Словно в подтверждение мыслей своих, разговор краем уха подслушан.
— Ну и здорово же тебя отделали! — говорил кто-то неподалёку восхищенным голосом.
— Что ж ты хочешь, — отвечали ему, — ручная работа!
— Вот странное дело, — думал Петя дальше, — куда же он подевался, смысл слов-то?.. А может, никуда и не подевался, может, он как раз в словах и заблудился? Больно много смысла у людей скопилось, причём у каждого он свой и всенепременно — самый правильный, а слов-то мало в природе человеческой, вот они врать и начинают.
— Так это что ж такое получается, — удивлялся он открытиям своим, — если смыслу каждого свой, то и мир каждый вокруг себя точно такой же создаёт — лишь его смыслу соответствующий да закону, именно в нём живущему? Выходит, нам это только кажется, что мы в мире едином живём… На самом деле — у каждого он свой… и у каждого он самый правильный!
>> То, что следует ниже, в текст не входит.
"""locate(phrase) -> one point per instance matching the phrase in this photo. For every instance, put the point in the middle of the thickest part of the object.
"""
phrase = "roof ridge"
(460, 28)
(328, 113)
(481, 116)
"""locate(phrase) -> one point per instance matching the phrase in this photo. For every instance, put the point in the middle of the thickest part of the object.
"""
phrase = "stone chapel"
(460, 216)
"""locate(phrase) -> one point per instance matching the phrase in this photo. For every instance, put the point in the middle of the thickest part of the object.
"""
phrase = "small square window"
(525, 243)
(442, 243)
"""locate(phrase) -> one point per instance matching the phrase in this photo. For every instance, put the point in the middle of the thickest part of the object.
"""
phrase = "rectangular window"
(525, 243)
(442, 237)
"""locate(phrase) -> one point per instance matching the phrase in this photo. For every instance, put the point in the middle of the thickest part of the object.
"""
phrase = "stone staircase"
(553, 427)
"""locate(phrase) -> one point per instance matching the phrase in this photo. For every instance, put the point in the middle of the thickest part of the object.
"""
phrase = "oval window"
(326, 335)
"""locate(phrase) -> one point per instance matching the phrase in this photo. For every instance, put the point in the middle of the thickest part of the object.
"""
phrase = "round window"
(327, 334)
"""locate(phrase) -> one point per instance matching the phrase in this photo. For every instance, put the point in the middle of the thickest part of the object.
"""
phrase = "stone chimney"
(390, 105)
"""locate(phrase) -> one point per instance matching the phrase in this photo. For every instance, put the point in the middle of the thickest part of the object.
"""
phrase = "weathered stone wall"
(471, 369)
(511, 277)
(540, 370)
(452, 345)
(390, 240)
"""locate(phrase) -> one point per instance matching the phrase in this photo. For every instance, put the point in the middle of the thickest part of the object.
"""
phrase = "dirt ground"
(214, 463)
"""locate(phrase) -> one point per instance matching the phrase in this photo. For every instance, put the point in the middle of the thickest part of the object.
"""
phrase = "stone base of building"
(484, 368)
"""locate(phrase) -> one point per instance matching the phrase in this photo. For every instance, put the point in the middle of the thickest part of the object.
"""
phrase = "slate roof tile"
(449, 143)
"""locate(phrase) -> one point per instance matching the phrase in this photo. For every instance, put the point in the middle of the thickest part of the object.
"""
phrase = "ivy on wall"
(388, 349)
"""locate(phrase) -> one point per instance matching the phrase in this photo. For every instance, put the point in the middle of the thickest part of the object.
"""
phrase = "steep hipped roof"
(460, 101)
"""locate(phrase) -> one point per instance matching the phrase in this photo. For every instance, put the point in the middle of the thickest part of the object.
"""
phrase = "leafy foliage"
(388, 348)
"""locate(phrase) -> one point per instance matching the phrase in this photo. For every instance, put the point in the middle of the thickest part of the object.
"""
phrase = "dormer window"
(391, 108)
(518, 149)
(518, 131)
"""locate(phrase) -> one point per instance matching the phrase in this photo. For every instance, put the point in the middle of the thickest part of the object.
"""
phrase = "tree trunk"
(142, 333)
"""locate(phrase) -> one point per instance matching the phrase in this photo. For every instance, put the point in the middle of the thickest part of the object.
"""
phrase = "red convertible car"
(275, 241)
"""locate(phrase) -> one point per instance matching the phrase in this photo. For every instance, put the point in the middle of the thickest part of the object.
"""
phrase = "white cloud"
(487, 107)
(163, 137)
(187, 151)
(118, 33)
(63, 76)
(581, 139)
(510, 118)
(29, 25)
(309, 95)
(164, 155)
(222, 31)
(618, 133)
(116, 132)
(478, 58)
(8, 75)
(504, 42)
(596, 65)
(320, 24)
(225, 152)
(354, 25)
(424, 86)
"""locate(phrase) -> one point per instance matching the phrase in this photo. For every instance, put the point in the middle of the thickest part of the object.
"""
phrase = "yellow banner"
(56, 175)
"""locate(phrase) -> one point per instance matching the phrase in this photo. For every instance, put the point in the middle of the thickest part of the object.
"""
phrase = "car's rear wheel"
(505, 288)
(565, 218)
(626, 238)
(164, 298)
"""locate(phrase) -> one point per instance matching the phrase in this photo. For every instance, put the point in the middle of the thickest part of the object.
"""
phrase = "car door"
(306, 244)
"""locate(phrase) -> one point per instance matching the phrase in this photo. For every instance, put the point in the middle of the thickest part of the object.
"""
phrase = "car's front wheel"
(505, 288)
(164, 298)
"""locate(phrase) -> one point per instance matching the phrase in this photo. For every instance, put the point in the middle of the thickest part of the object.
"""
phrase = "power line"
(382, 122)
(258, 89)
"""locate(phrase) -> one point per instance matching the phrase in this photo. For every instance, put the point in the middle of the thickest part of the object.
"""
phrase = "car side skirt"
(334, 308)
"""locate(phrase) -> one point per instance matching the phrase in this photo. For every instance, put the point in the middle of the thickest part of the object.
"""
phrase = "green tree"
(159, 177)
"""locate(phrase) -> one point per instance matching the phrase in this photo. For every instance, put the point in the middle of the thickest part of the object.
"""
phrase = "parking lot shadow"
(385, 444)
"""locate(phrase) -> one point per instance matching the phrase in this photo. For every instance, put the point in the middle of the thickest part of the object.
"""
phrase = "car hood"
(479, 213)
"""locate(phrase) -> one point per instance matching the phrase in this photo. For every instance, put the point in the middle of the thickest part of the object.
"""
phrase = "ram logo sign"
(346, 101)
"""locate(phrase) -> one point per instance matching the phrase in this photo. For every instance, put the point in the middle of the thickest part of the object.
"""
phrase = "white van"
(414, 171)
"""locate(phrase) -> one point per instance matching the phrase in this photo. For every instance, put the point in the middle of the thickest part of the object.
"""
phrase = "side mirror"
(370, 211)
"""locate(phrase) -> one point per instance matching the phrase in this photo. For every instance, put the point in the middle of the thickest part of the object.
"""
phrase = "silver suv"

— Верно, Петя, — услышал старик довольный голос в голове своей, — каждый заблуждается в меру своих возможностей. Поэтому не требуй от него невозможного — не жди, что он начнёт заблуждаться в меру твоих возможностей. А если тебе всё же очень хочется сказать что-то умное, просто посчитай до десяти — само пройдёт.
— Но ведь правила мы сами определяем, — продолжал рассуждения свои Петя, — а что, если взять да разрушить всю истинность их ненастоящую’? Просто сказать всему обязательному и всенепременному: «Ну и что?», — да посмеяться над его серьёзностью и значимостью. Ведь что такое серьёзность? — всего лишь способ простые вещи сложными делать… А смех всему простоту изначальную возвращает.
— Точно, точно, — поддержал его колпак, — чем безвыходнее положение, тем возможнее смех. Поэтому — никогда не забывай улыбаться, Петя, это заставит окружающих ломать голову над тем, что у тебя на уме. А уж если ты засмеёшься…
Неожиданно Петя имя знакомое услышал да разом все беседы мысленные оборвал. Неподалёку мужики о Дураке разговор вели. Прислушался к ним старик, уши топориком навострив…
— Сплетни ходят — объявился в краях здешних Дурак какой-то ничейный, ко двору не пристроенный. Сказками шляется, тень на плетень наводит да правду на чистую воду вывести грозится.
— А я слышал, саму Золотую Рыбку от дел её волшебных отвадил…
— Быть того не может!..
— Брешут, что может… Вроде, поймал случайно Дурак Рыбку эту, а она ему как положено и говорит: «Исполню, дескать, любое твоё желание…» А он ей в ответ: «А можно мне подумать?» Тужилась Золотая Рыбка, пыжилась, но даже ей такое желание Дурака выполнить не под силу оказалось. Опечалилась она сильно да, позора такого не пережив, на отдых по выслуге лет сказочных отправилась.